Early stylometric studies of The Book of Mormon led by the Mormon Foundation for Apologetic Information & Research claimed the Spalding–Rigdon theory had little support from such analysis. A 1990 study by Mormon John Hilton with non-Mormon colleagues at Berkeley concluded that the probability that Spalding was the sole author of the First Book of Nephi was less than 7.29 × 10^{−28} and less than 3 × 10^{−11} for the Book of Alma.

===Jockers study===
A 2008 Stanford study (Jockers et al.) of the text of The Book of Mormon compared it to writings of possible authors and found a high probability that its authors were Spalding, Rigdon, and Oliver Cowdery. It concluded, "our analysis supports the theory that the Book of Mormon was written by multiple, nineteenth-century authors, and more specifically, we find strong support for the Spalding–Rigdon theory of authorship. In all the data, we find Rigdon as a unifying force. His signal dominates the book, and where other candidates are more probable, Rigdon is often hiding in the shadows".

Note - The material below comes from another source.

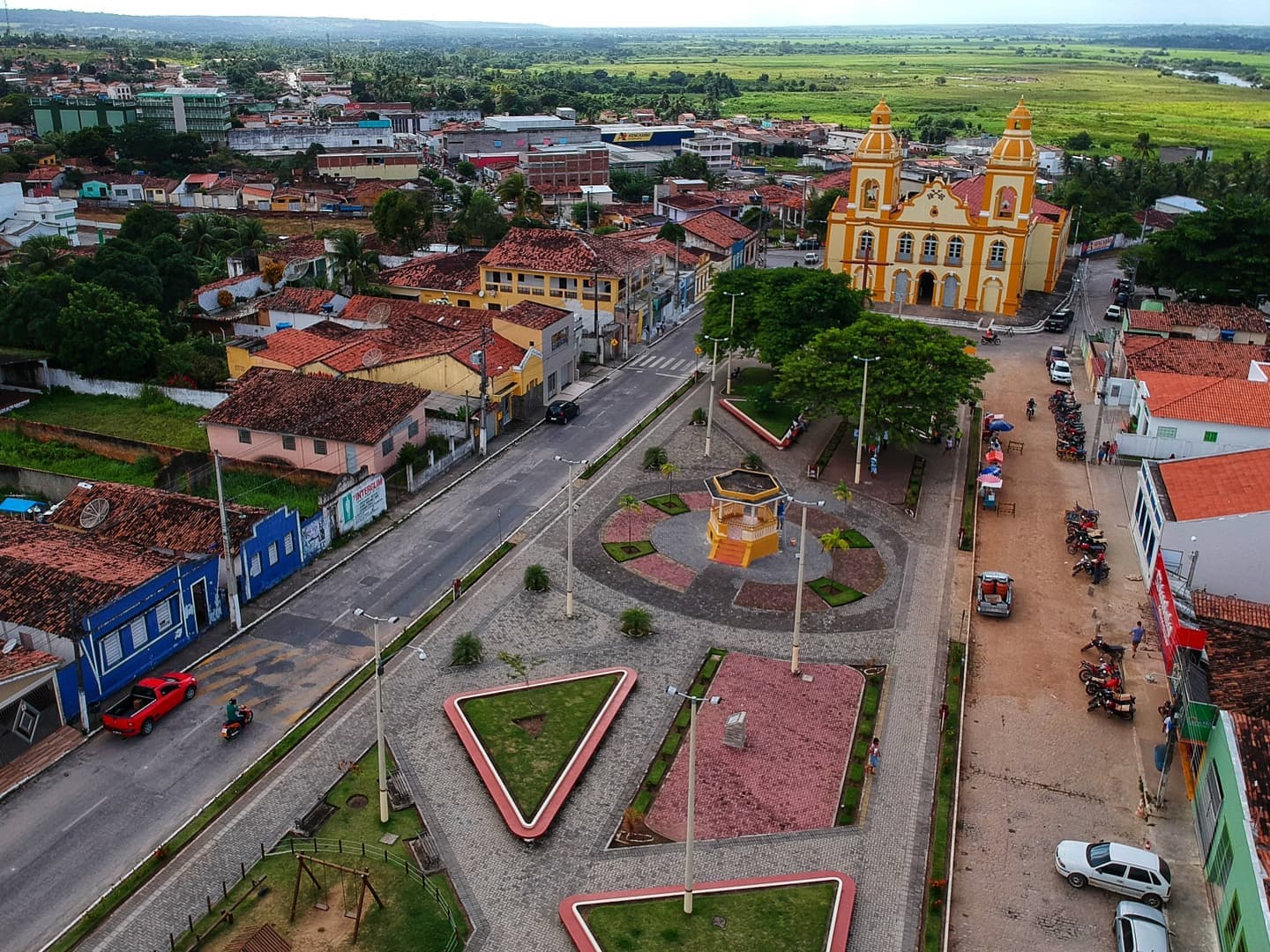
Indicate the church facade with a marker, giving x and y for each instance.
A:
(975, 245)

The study did not include Smith as one of the possible authors, arguing that because of Smith's use of scribes and co-authors, no texts can be identified with a surety as having been written solely by Smith. Mormon critics of the study have argued that this is a significant problem, claiming that a "naive application of NSC methodology" led to "misleading results" by Jockers et al. because they had used a closed set of seven authors for their study. In their own study (Schaalje et al., 2009), these critics from Brigham Young University found that an open set of candidate authors "produced dramatically different results from a closed-set NSC analysis."

The Jockers study found a strong Spalding signal in the books of Mosiah, Alma, and Ether, and the first half of the Book of Helaman. The Spalding signal was weak in those parts of The Book of Mormon likely produced after the lost pages incident (1 Nephi, 2 Nephi, some of the middle part of 3 Nephi, Moroni). The study found the Rigdon signal distributed throughout the book (except for the known Isaiah chapters), and a weak Pratt signal in 1 Nephi. It also found a strong Cowdery signal in mid-Alma and weaker Cowdery signals in passages that contain content similar to Ethan Smith's View of the Hebrews.

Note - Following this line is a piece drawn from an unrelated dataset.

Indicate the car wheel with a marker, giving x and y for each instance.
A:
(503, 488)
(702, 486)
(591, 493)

The Schaalje study, also published in the Journal of Literary and Linguistic Computing, critiqued the methodology used by Jockers et al., claiming that the closed-set analysis forced the choosing of a winner while excluding the possibility of an author outside the set. By using Jockers's methodology to analyze the (known) authorship of the Federalist Papers by including and excluding Alexander Hamilton as a candidate author, Jockers's methodology picked Rigdon when Hamilton was excluded. Using Schaalje’s open-set method, Schaalje's method picked "none of the above" when Hamilton was excluded. When Hamilton was included, both Jockers's and Schaalje's method correctly picked Hamilton.

Using Smith's personal writings in his own handwriting, Schaalje's rebuttal concluded that stylometric evidence supports neither Smith's nor Spalding–Rigdon's authorship.